她听到这些的时候心痛的无以复加,那个阳光俊朗的少年啊,那个她爱到卑微入尘,披肝沥胆,呕心沥血的心上人啊,居然被这样一个不堪的泼妇给套牢了?
她跑去酒吧买醉,把自己喝到胃出血,在医院躺了一周,靠打点滴维持生命……她竭尽全力地爱了他七年,又用了两年时间才慢慢放下。
她在二十九岁的时候结识了现在的先生,先生是大学老师,他懂她,体谅她,爱惜她,他于她,亦师,亦父,亦如兄。
有这样好的坚强后盾,她心无旁骛的在事业上勇往直前,搏命厮杀,几年下来,已经成了业界当之无愧的一姐,一跃成了这个城市的新中产。她的生活体面,舒适,富足优渥,儿女双全,婚姻幸福,家庭和睦。自然成了同学们羡慕攀比的对象。
反差最大的是郑耀轩,这些年他过的并不好,他自己本就不是一个善于钻营的人,娶的老婆又是个会花会玩儿不会赚的主儿,坐吃山空,生意越来越难做,他索性转了店面,去一个房产公司给人开车去了。
同学们提起他来,都是一声叹息。欧若溪过的愈好,貌似就愈加衬出他的悲惨来。
大家总是会说:如果你们俩结婚了……要是你们当初没分手……诸如此类,云云的……欧若溪只是觉得尴尬,难过,她真心希望他能过的好,生活的幸福快乐。她真的希望他能比自己成功,幸福,受人尊重,令人仰慕。
她对他,只有心疼和无助,从未有过丝毫的幸灾乐祸 和错过老娘活该你倒霉受苦的心态。
别后八年在老家的人民公园里她见过他,那年春节她回娘家,带着孩子在公园里遛弯儿,那天天气特别好,孩子们追着一群小孩在公园里跑来跑去,笑声朗朗。
她坐在一颗柳树下百无聊赖的抬头看着天空的云卷云舒,偶有鸟鸣在梢头啁啾,微风过处,有不知名的花香浮动,微闭眼,深呼吸,俗世的幸福就这么一下子击中了她……
恍惚中她想起了久远的过去,似曾相识的场景重现,那一年好像是他们情最浓时吧,仿佛也是这样的日子,她偎依在他怀里假寐,他在她耳畔哼唱:记得当时年纪小,你爱谈天我爱笑,有一回,我们并肩坐在桃树下,不知怎么睡着了,风在林梢鸟在叫,梦里花落知多少,梦里花落知多少……
弹指一挥间,数年已过。
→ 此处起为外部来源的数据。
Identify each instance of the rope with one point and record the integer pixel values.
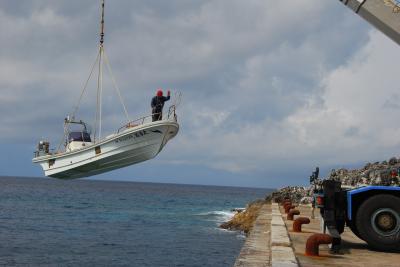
(99, 92)
(116, 86)
(84, 88)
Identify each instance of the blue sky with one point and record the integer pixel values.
(271, 89)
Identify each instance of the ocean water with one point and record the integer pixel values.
(50, 222)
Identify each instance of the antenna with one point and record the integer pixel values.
(102, 24)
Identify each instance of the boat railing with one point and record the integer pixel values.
(171, 115)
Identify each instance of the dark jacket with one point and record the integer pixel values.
(157, 103)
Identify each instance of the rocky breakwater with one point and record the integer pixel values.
(244, 220)
(386, 173)
(379, 173)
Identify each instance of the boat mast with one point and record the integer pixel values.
(100, 74)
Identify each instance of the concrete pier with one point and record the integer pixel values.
(268, 243)
(272, 243)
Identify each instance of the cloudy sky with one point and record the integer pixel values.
(271, 89)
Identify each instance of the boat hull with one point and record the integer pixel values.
(131, 146)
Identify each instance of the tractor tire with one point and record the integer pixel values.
(378, 222)
(354, 229)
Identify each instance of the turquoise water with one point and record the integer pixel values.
(103, 223)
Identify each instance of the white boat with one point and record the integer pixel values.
(85, 154)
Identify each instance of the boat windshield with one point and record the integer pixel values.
(79, 136)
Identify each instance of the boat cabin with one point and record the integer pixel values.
(77, 140)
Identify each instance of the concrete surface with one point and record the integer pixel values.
(256, 249)
(355, 251)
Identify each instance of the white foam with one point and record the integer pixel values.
(219, 215)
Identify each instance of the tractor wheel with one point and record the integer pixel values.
(378, 222)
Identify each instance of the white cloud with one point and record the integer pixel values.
(265, 83)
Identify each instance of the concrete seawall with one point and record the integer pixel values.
(268, 243)
(272, 242)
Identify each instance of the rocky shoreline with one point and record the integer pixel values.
(244, 220)
(385, 173)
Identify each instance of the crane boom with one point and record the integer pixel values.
(383, 14)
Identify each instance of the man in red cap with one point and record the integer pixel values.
(157, 104)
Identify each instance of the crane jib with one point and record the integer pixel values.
(383, 14)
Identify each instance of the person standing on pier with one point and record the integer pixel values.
(157, 104)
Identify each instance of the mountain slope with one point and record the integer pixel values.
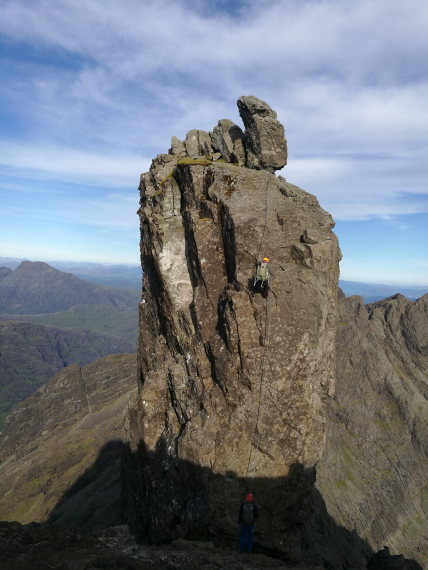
(103, 319)
(36, 287)
(53, 439)
(31, 354)
(373, 471)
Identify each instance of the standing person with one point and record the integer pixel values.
(248, 513)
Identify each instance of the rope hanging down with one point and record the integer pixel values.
(265, 339)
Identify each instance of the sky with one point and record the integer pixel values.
(91, 91)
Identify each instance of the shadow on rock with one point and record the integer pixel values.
(163, 498)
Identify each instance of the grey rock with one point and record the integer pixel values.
(198, 143)
(234, 383)
(373, 471)
(228, 138)
(178, 147)
(4, 271)
(265, 135)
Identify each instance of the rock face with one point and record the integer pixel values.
(373, 472)
(234, 380)
(266, 144)
(61, 449)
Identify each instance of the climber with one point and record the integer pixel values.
(262, 274)
(248, 513)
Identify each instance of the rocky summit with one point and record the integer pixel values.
(234, 376)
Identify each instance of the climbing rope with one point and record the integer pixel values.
(266, 340)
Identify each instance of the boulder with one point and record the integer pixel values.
(265, 136)
(228, 138)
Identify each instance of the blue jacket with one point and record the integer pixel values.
(255, 511)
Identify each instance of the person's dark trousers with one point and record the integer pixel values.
(246, 538)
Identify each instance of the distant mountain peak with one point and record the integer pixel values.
(37, 287)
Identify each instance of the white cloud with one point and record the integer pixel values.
(73, 165)
(107, 87)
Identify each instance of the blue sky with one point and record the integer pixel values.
(91, 91)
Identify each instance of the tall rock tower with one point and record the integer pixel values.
(234, 378)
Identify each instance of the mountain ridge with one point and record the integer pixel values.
(37, 287)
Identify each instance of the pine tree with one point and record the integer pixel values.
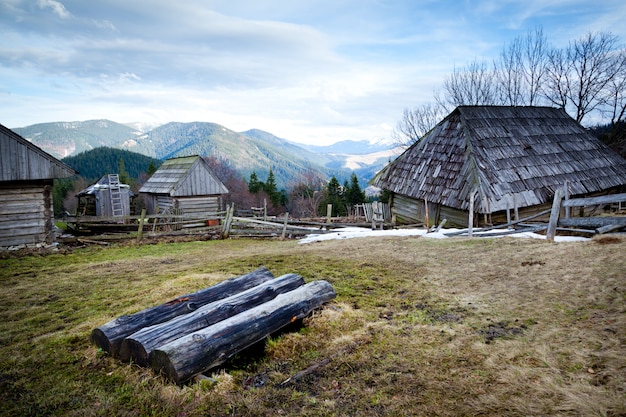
(271, 189)
(254, 186)
(335, 196)
(354, 194)
(124, 177)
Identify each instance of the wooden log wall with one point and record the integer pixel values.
(26, 213)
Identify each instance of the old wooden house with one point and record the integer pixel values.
(26, 178)
(501, 158)
(184, 185)
(107, 197)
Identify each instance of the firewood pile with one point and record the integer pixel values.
(196, 332)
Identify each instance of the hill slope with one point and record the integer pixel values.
(250, 151)
(61, 139)
(255, 151)
(95, 163)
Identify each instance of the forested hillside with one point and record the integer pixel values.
(257, 152)
(93, 164)
(62, 139)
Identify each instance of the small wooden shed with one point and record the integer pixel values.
(105, 198)
(185, 185)
(26, 178)
(507, 158)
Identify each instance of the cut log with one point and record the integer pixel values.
(109, 336)
(207, 348)
(138, 346)
(594, 222)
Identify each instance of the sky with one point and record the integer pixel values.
(314, 72)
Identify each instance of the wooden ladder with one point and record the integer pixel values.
(117, 208)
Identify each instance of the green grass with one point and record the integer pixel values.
(405, 335)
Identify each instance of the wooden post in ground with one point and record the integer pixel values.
(470, 219)
(285, 226)
(567, 208)
(141, 220)
(426, 213)
(554, 214)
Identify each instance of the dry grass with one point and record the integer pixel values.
(420, 327)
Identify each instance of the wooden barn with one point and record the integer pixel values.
(183, 185)
(26, 177)
(509, 159)
(105, 198)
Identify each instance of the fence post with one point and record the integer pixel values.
(141, 220)
(285, 226)
(470, 219)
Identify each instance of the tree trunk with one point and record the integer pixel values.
(202, 350)
(138, 346)
(109, 336)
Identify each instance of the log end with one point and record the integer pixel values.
(133, 351)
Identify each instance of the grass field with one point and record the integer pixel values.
(420, 327)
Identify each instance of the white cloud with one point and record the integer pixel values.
(56, 7)
(307, 71)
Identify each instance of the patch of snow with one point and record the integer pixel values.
(360, 232)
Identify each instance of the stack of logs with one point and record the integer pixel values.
(199, 331)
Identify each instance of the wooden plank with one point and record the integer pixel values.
(207, 348)
(593, 201)
(138, 346)
(470, 219)
(592, 222)
(609, 228)
(110, 335)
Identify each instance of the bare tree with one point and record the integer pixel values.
(521, 69)
(416, 122)
(556, 87)
(585, 76)
(594, 67)
(306, 194)
(473, 85)
(536, 52)
(615, 105)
她喟叹一声,抬眸间,却看见了他,如有神助般。
她当即心下大骇,整个人完全傻掉了,不知该说什么,是文艺腔的问候:一别经年,你还好吗?还是:原来你也在这里?或是:好巧啊?……终是什么都没有说,她傻瓜似地望着她,秒成木头人儿。他定定的望着她,眼神复杂,眼波流转,似有无限的痴缠痛楚……
有人在高声呼喊他的名字,他并未做声,仍旧呆呆的望着她,似有千言万语,又不知该从何说起。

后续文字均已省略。